Previous chemical studies on Centaurea species demonstrated that sesquiterpene lactones (germacranolid, elemanolid, guaianolide and eudesmanolid) is systematically the most important component of this species, in addition, it was determined that they Centaurea species compounds such as steroids, triterpenes, hydrocarbons, polyacetylenes, flavonoids, alkaloids, lignans and essential oils (Kılıç et al., 2014; Wagner, 1977). Most of the sesquiterpenes are included in the composition of essential oils and are responsible for the pharmacological effects of these essential fractions. Sesquiterpene lactones are compound groups with important biological activities but scarcely found in nature and their very different biological activities such as antimicrobial, antitumoral activities are reported (Robbers et al., 1996). Also, polyacetylenes, flavonoids (flavones, flavonols, flavanones and flavanonols) and other phenolic compounds (cinnamic acid derivatives characteristically) (Wagner, 1977) included in this species are other important and characteristic compounds of this species. Flavonoids have antioxidant (Cao et al., 1997; Rice-Evans et al., 1996), anti-inflammatory (Ferrandiz and Alcazar, 1991), antimicrobial (Cushnie and Lamb, 2005) and anti-cancer (Hertog et al., 1993) effects by affecting various metabolic pathways such as glycolytic enzymes and protein synthesis as well as free radical scavenging activities.
Koca et al. (2009) examined the wound healing and anti-inflammatory activities of C. iberica, a species of Centaurea, and reported that methanol extract had a remarkable wound-healing effect and showed significant dose-dependent anti-inflammatory activity. Csupor et al. (2010) examined the wound healing effect of different extracts of C. sadleriana on rats and determined that n-hexane fractions of the methanol extract of this plant significantly accelerated wound healing and confirmed the traditional usages as a result of regular topical applications. Akkol et al. (2011) investigated the wound healing effect of Achillea biebersteinii, tested different extracts on rats and found that n-hexane extract had better wound healing activity compared with other extracts. Das. (2013) investigated the wound healing effects of aqueous extract of Stevia rebaudiana and tested aqueous extracts prepared at different doses. The wound healing effect of aqueous extracts prepared from Stevia rebaudiana leaves was demonstrated, and it was found that its effect could increase depending on the dose. Gopalakrishnan and Rajameena (2012) investigated the wound healing efficiency of different extracts of Desmodium gyrans DC (Fabaceae) leaves on rats and determined that ointment form prepared by the ethanol extract of the plant increased the wound contraction and skin tensile strength compared with the control group. Kosger et al. (2009) examined the wound healing effects of plant root extracts of Arnebia densiflora prepared with n-hexane on rats and stated that 10% of plant root extract had wound healing accelerating effect.

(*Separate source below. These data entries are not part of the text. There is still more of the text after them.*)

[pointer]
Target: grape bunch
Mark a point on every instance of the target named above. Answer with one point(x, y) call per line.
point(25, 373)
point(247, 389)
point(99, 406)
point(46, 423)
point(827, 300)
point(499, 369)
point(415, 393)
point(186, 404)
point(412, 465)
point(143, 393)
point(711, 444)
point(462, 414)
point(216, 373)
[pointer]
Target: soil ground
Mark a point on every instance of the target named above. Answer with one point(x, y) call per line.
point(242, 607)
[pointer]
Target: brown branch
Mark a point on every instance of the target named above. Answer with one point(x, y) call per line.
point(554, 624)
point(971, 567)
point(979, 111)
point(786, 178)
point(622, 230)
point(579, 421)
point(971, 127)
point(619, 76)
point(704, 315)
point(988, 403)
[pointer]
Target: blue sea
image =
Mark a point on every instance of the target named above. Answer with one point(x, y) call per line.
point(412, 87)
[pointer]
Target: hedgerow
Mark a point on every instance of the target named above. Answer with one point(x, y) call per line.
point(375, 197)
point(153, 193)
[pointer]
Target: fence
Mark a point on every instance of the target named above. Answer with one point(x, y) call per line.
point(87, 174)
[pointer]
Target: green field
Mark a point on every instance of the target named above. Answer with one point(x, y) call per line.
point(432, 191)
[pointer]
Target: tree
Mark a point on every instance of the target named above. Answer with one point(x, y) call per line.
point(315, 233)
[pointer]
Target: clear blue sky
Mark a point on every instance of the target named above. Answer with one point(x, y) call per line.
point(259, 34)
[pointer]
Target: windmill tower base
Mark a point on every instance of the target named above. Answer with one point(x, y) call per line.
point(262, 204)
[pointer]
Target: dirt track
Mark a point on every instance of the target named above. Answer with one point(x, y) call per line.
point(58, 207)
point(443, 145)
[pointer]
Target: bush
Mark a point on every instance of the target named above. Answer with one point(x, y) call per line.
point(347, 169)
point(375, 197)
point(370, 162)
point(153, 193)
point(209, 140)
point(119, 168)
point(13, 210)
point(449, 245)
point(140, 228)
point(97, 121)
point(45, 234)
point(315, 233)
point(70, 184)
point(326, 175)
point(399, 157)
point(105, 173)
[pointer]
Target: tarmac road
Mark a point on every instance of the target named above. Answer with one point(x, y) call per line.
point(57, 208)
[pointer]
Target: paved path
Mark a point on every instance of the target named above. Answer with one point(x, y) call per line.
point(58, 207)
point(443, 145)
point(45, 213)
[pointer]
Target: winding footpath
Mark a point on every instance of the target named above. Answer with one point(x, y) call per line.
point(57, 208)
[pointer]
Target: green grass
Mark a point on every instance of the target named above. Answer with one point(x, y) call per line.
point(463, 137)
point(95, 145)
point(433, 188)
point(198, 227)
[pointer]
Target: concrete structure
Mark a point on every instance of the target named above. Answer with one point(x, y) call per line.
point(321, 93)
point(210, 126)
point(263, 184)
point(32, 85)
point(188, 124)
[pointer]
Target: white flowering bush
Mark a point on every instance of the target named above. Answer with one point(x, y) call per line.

The findings of this study verify the traditional usage of C. pterocaula on wound healing and show similarity with the studies carried out by Csupor et al. (2010); Akkol et al. (2011); Kosger et al. (2009).
The n-hexane extract of C. pterocaula has the effect of accelerating wound healing according to statistical and histopathological results. The antioxidant phenolic compounds and flavonoids made contributions to the wound healing effect of C. pterocaula.
The necessary permission was received (Decision number: 2013/294) from the Y.Y.Ü Animal Experiments Local Ethics Committee, animals obtained from Y.Y.Ü Experimental Medicine Research and Application Center.